This is really one of your best lessons, I was just about to ask you for it :)
Julienne, chiffonade, emince...? Fancy names. Simple concepts. Find clarity here.
This is a lesson that illustrates very well the importance of technique. Even if I had observed a few things in restaurants and also used common sense, now I really feel better equipped to make the dishes look more appealing and wow my guests.
Thank you for bringing this theme to the school.
I truly appreciate this lesson. Plating has been a weakness of mins. I do an eight course dinner each Christmas for my wife's office. I really have been looking for better ways to present the food. I'm so glad I joined. This makes the whole membership worth it. Thanks.
First, I'll echo the rest of the folks - great lesson and indeed in my case a much needed one :). I look forward to trying out what I learned tonight!
Question - do you have any quick tips (or perhaps could you even go as far as add another video segment) for how to plate on rectangular plates?
We knew this question would come up, which is why we stated in the lesson that rectangular plates can be trickier and that for this lesson we are going to focus on how to plate using round plates as they are the most common. Sorry we can't cover it all. That is the beauty of food and learning...it is never ending. Cheers!
That title is sort of like "I love you but..." ha ha :-).
As for how to plate Chinese food and other types of food such as Indian this is a whole other lesson and/or discussion. this type of food can be harder to plate and make it look sexy that's why it is often served family-style.
Here is a link to Steamy Kitchen she does a nice job of plating and pictures. You might find some inspiration. here http://steamykitchen.com/category/region/asian-recipes/chinese-recipes
One of my problems as a learning food blogger is that I was basing most of my plating from two things - general observation and the rule of thirds (photography).

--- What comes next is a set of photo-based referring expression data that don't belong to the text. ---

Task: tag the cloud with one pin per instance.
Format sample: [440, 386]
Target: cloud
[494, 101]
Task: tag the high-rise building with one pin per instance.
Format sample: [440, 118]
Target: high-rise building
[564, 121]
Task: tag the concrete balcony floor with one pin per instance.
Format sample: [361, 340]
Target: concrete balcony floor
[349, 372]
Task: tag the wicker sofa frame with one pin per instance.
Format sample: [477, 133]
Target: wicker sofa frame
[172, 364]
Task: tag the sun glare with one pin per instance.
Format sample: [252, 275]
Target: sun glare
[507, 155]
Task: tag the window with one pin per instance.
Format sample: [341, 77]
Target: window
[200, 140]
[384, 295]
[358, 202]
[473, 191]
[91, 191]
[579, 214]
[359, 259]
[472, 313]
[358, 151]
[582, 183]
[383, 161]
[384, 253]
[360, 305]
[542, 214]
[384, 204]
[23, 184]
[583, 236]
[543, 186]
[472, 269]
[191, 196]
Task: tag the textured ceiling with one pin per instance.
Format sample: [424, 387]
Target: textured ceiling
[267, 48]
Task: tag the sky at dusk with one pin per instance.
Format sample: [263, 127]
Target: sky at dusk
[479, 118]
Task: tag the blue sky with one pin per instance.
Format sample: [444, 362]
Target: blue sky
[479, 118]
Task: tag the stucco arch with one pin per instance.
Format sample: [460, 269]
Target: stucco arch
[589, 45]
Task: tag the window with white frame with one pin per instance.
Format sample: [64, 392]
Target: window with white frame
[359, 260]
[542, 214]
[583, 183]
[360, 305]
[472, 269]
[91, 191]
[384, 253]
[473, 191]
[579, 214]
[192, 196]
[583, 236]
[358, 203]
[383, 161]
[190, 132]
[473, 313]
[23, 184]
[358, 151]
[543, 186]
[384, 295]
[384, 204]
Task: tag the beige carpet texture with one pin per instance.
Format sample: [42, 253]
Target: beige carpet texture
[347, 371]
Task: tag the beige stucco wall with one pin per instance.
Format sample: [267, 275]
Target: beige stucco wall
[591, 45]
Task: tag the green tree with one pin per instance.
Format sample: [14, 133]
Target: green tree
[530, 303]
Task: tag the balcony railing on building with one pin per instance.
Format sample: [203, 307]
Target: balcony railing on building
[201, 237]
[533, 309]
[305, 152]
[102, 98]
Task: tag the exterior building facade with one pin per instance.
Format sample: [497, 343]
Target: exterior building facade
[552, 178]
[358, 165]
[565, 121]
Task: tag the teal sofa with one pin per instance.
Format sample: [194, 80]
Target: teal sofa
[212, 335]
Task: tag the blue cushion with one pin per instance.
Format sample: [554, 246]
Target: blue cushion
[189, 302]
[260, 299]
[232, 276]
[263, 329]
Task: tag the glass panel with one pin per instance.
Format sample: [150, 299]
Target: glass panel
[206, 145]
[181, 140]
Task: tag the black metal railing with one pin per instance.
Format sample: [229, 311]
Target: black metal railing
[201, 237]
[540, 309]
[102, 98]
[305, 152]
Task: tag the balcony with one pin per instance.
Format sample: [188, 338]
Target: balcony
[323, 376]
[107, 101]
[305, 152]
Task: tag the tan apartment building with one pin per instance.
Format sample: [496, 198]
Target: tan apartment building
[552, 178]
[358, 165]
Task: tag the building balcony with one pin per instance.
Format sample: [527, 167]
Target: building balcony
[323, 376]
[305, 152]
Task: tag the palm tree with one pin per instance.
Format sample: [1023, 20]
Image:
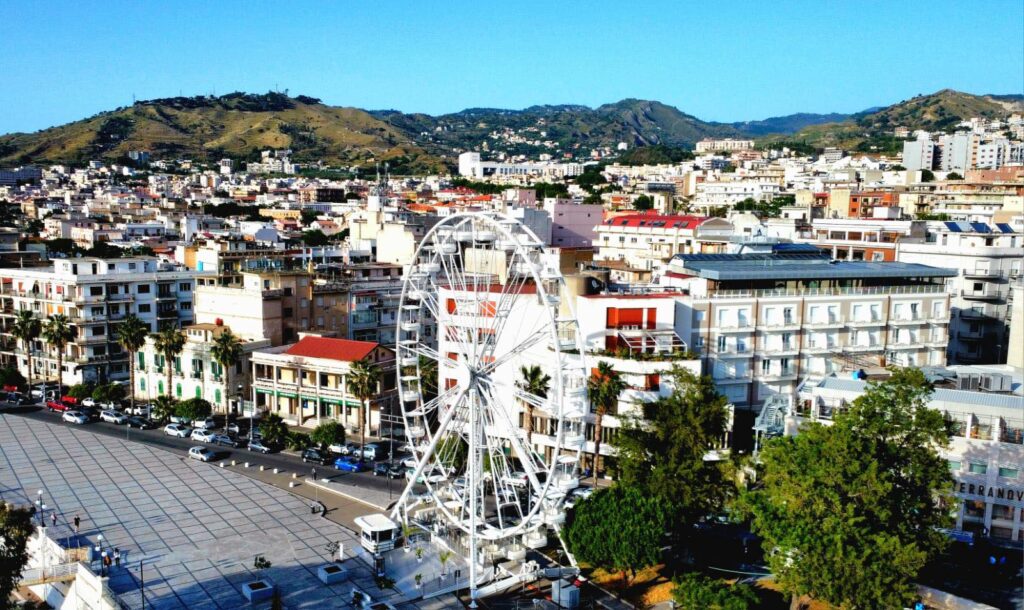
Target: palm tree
[364, 379]
[169, 342]
[131, 335]
[58, 333]
[226, 351]
[532, 381]
[163, 407]
[27, 329]
[603, 387]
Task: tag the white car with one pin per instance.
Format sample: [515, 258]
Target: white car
[114, 417]
[204, 436]
[177, 430]
[202, 453]
[207, 424]
[74, 417]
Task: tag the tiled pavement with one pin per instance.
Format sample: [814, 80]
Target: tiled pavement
[197, 528]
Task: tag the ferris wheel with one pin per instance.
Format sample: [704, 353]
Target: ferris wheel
[480, 304]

I learned a massive amount of info tonight, two pages of scribbled notes. I see a lot of room for improvement in my plating and now a lot of things make sense.
The problem with plating in photography in mind is that with photography, I am controlling the angle, lighting, etc in a single point of time. The tips you give are for live, dynamic presentation. If I used your tips first, it will look good live AND in still photos. A real "aha moment" tonight.

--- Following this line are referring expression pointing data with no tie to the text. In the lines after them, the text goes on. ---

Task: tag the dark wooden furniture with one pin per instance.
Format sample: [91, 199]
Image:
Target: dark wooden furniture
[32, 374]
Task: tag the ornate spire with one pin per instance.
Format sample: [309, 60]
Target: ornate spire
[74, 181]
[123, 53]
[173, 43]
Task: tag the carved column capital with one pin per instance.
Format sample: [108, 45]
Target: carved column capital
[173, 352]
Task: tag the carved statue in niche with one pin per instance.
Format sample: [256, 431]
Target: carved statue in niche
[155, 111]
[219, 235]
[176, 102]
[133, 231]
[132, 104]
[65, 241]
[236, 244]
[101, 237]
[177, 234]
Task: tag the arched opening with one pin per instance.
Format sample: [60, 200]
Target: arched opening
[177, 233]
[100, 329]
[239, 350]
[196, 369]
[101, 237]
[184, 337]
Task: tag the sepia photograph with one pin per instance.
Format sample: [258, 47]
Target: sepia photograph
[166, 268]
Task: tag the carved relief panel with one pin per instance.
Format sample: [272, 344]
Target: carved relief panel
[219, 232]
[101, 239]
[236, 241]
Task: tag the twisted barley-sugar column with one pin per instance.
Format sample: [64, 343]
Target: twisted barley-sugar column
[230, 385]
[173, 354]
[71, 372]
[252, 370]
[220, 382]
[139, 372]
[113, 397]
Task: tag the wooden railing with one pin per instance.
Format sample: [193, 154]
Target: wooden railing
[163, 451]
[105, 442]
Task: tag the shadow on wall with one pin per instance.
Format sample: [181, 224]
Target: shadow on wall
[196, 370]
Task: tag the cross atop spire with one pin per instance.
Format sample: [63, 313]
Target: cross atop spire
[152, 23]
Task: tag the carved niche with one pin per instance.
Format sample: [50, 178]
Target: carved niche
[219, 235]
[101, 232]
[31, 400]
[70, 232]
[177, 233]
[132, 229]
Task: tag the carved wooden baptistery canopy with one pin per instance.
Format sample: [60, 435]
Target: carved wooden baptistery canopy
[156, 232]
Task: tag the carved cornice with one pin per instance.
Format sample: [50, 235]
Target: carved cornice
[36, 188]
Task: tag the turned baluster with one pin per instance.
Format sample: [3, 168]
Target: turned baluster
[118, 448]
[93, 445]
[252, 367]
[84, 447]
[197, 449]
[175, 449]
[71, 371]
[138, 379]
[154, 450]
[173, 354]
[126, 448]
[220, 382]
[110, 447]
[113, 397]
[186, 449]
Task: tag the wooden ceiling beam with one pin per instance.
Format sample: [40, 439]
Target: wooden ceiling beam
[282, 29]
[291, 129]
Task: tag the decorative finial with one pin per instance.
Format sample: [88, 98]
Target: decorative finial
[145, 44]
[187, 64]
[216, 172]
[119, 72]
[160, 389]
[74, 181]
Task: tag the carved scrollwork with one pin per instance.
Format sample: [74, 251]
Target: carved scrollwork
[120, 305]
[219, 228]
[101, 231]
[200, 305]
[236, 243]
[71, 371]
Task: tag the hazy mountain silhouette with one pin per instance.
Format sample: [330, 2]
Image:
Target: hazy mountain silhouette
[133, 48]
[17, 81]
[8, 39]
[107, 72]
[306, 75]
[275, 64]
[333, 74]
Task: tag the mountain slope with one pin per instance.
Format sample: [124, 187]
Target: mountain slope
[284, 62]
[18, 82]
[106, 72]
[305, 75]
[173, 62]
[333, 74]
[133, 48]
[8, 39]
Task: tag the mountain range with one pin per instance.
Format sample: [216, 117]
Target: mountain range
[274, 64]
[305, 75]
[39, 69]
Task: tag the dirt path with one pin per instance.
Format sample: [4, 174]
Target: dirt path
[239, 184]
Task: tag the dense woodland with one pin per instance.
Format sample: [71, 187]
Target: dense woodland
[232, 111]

After all the cooking , it's just as important how you plate your efforts . This lesson introduced me to a method and the science behind it . Never thought about it before . Thanks for igniting the next frontier I need to master.
Do you know how hard it is to get this kind of information? I've been searching for a long long time.

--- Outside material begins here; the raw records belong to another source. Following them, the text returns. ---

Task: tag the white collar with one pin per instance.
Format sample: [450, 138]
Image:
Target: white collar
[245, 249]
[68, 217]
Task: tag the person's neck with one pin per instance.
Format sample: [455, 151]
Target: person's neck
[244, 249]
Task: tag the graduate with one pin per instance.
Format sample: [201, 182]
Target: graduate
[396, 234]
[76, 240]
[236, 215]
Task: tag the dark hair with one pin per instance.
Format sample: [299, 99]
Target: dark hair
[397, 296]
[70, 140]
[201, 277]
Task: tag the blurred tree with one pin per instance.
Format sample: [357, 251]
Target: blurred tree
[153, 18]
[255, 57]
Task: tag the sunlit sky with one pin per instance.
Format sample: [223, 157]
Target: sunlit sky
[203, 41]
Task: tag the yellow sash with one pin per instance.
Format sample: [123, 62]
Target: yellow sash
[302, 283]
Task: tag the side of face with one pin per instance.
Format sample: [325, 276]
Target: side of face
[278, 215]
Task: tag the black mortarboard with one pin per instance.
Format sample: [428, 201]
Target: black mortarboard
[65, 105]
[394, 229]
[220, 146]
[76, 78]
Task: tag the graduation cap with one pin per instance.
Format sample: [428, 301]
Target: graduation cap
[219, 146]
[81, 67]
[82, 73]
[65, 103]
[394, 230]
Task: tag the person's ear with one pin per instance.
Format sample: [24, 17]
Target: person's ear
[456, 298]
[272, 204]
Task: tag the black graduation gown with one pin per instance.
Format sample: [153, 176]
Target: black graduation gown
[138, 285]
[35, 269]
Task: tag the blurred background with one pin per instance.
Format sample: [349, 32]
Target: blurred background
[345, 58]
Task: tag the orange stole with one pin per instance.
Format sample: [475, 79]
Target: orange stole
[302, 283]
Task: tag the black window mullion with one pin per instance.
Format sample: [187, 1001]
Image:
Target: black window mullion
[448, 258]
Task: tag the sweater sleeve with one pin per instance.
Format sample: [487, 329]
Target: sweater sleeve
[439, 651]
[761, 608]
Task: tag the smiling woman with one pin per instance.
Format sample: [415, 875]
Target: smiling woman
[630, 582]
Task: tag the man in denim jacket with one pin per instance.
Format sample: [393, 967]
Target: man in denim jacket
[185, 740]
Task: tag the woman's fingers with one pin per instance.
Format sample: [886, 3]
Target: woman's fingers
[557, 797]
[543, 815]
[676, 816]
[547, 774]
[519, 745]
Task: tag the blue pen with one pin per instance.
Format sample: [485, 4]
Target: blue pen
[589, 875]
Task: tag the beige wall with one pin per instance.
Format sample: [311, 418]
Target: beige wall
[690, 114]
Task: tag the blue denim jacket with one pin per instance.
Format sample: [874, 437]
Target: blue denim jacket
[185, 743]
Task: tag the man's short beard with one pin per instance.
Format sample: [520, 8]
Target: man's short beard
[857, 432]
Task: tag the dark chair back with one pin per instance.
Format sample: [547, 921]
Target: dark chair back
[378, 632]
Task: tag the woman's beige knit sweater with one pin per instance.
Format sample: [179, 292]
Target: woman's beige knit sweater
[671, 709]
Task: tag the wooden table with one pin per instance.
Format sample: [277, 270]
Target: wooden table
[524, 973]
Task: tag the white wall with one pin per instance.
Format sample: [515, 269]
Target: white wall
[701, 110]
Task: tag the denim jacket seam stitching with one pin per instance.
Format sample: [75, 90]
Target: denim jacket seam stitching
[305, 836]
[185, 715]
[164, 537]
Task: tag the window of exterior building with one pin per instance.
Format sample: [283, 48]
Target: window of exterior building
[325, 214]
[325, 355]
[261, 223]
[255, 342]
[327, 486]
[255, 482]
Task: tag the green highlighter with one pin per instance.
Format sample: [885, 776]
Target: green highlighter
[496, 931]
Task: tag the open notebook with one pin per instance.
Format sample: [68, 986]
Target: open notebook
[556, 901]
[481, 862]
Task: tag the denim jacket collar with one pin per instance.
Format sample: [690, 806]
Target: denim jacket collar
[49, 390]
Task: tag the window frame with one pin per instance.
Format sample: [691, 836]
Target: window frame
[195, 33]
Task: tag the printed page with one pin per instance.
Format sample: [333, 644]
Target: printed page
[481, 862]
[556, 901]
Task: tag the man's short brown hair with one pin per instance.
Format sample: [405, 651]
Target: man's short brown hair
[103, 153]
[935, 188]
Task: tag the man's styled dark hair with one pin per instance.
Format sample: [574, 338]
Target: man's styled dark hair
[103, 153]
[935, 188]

So last night I made the same few things I have made countless times. But this time I plated then according to your lesson.
Husband walks down stairs for dinner, plate is on the table and I'm in the kitchen finishing up. I hear this "Wow, that looks really good!" coming from the dinning room.
Say what? Is that my husband?
I never heard him say that before about anything I have cooked especially with such enthusiasm.
Then remembered I used this lesson to plate. Ha!
Ironing Board Chef, here I come!
There are several stores that sell quality white plates in Vancouver - Ming Wo, The Bay, Puddifoot, Cookworks, William n' Sonoma, Market Kichen Store (Granville Island)...just to name a few. Hope this helps. Cheers!